Additionally, oatmeal provides sustained energy and can help with weight management due to its satiating properties. It is a versatile food that can be enjoyed in various forms like overnight oats, oatmeal cookies, or in savory recipes.

heart health oatmeal
Benefits of Oatmeal Explanation
Whole Grain Oatmeal is made from whole grains, which contain all parts of the grain, including the bran, germ, and endosperm. Whole grains are associated with numerous health benefits, including a reduced risk of heart disease, type 2 diabetes, and certain types of cancer.
High Fiber Oatmeal is an excellent source of dietary fiber. Fiber helps regulate digestion, promotes satiety, and can aid in weight management. It can also help lower cholesterol levels and maintain stable blood sugar levels. A single serving of oatmeal can provide a significant portion of the daily recommended fiber intake.
Heart Health The high fiber and beta-glucans in oatmeal can help reduce levels of LDL cholesterol, also known as “bad” cholesterol. Lower cholesterol levels are associated with a decreased risk of heart disease and stroke. Incorporating oatmeal into a heart-healthy diet can have a positive impact on cardiovascular health.

The Future of Oatmeal

Oatmeal has become a beloved and nutritious breakfast option for many people, thanks to its outstanding health benefits. As more consumers become aware of its nutritional value, the oatmeal industry is expected to continue growing in the future. Oatmeal is not only a popular choice for breakfast, but it has also found its way into other food products through innovative food processing techniques.

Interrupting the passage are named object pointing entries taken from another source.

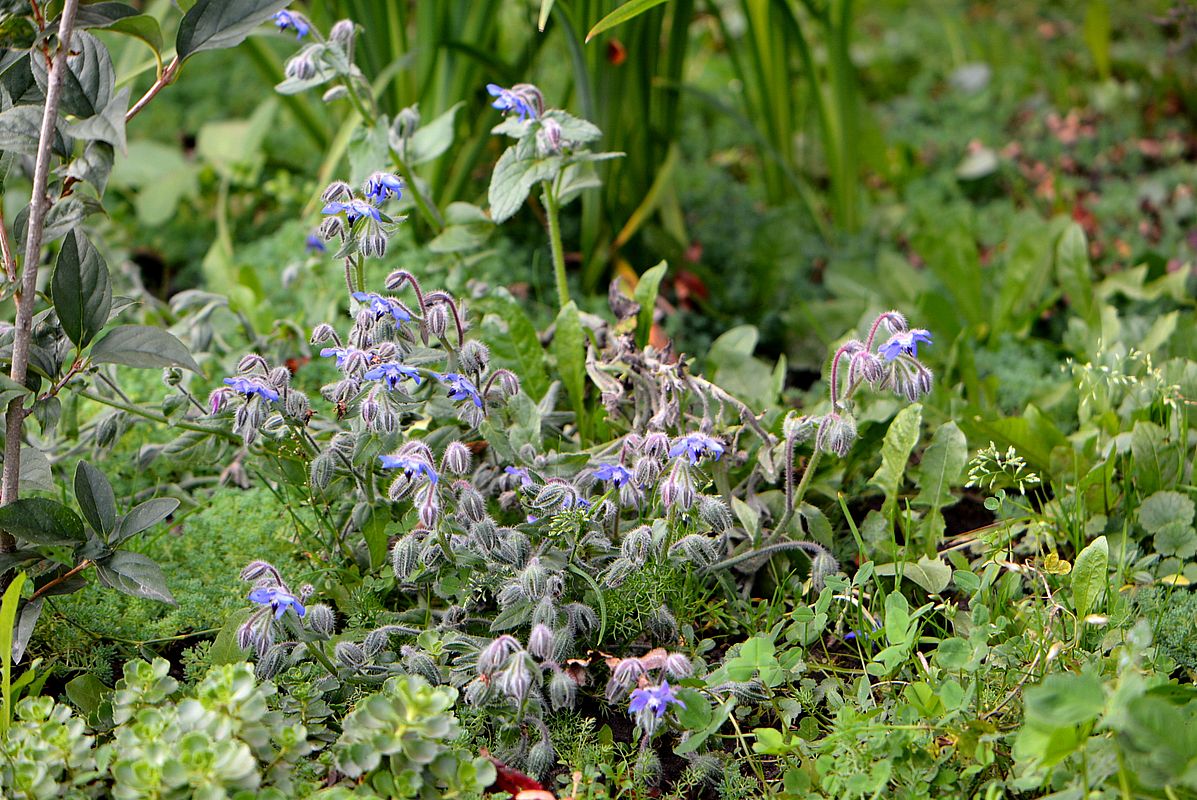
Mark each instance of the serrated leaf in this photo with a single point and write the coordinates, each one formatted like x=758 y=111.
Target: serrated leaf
x=96 y=498
x=135 y=575
x=645 y=294
x=1089 y=576
x=514 y=179
x=81 y=289
x=138 y=345
x=216 y=24
x=41 y=521
x=899 y=443
x=569 y=347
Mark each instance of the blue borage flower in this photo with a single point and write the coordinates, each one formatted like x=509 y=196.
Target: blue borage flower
x=286 y=19
x=382 y=305
x=905 y=341
x=248 y=387
x=654 y=699
x=393 y=375
x=697 y=446
x=613 y=473
x=461 y=388
x=381 y=186
x=353 y=210
x=411 y=467
x=278 y=600
x=508 y=101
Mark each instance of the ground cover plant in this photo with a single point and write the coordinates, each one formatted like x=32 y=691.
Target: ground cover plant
x=594 y=399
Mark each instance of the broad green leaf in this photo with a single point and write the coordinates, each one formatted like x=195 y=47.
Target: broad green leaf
x=42 y=521
x=1089 y=577
x=138 y=345
x=569 y=347
x=81 y=289
x=940 y=470
x=134 y=574
x=627 y=11
x=645 y=294
x=899 y=442
x=96 y=498
x=144 y=516
x=7 y=625
x=1073 y=270
x=514 y=179
x=216 y=24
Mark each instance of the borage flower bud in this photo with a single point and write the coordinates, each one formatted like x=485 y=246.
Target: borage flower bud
x=837 y=431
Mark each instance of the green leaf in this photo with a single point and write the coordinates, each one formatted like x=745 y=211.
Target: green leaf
x=138 y=345
x=81 y=289
x=216 y=24
x=134 y=574
x=569 y=347
x=1073 y=270
x=121 y=18
x=144 y=516
x=7 y=623
x=940 y=470
x=514 y=179
x=1089 y=577
x=627 y=11
x=42 y=521
x=645 y=294
x=96 y=498
x=895 y=450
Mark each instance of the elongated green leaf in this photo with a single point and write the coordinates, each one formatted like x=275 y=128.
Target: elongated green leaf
x=83 y=291
x=630 y=10
x=216 y=24
x=1089 y=576
x=569 y=349
x=7 y=623
x=41 y=521
x=134 y=574
x=895 y=450
x=96 y=498
x=138 y=345
x=645 y=294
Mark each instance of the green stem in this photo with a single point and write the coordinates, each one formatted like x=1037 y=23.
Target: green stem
x=552 y=211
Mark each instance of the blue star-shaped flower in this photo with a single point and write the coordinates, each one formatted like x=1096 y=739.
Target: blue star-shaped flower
x=613 y=473
x=461 y=388
x=412 y=467
x=247 y=387
x=278 y=600
x=393 y=375
x=697 y=446
x=508 y=101
x=353 y=210
x=654 y=699
x=905 y=343
x=381 y=186
x=382 y=305
x=285 y=19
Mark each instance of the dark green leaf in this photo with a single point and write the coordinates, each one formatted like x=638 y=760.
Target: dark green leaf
x=216 y=24
x=134 y=574
x=42 y=521
x=96 y=498
x=83 y=291
x=138 y=345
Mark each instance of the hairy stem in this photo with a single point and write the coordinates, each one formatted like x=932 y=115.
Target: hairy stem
x=26 y=298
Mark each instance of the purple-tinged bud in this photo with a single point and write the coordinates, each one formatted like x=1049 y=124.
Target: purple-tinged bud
x=494 y=654
x=837 y=431
x=456 y=459
x=540 y=642
x=678 y=666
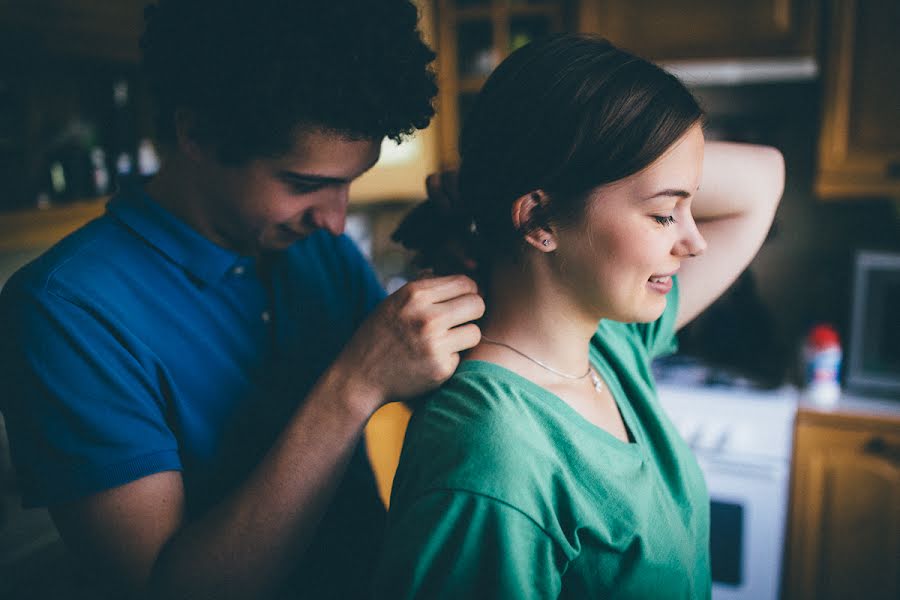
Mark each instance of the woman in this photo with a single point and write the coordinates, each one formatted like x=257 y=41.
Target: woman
x=545 y=467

The food processing industry has successfully incorporated oatmeal into various products, including meat substitutes, leveraging its health benefits and versatility. Oatmeal’s high fiber content and heart-healthy properties make it an ideal ingredient for creating nutritious and satisfying alternatives for those looking to reduce their meat consumption. As scientific research continues to emphasize the positive impact of oatmeal on heart health and overall well-being, the demand for oat-based products is poised to increase further.

In response to the growing consumer interest in oatmeal and evolving dietary needs, manufacturers are constantly innovating and developing new oatmeal products. From convenient on-the-go options to creative oat-based recipes, the oatmeal industry is committed to meeting consumer preferences and providing a wide range of choices. The future of oatmeal looks bright, as this humble grain continues to make its mark in the food industry and contribute to a healthy and satisfying lifestyle.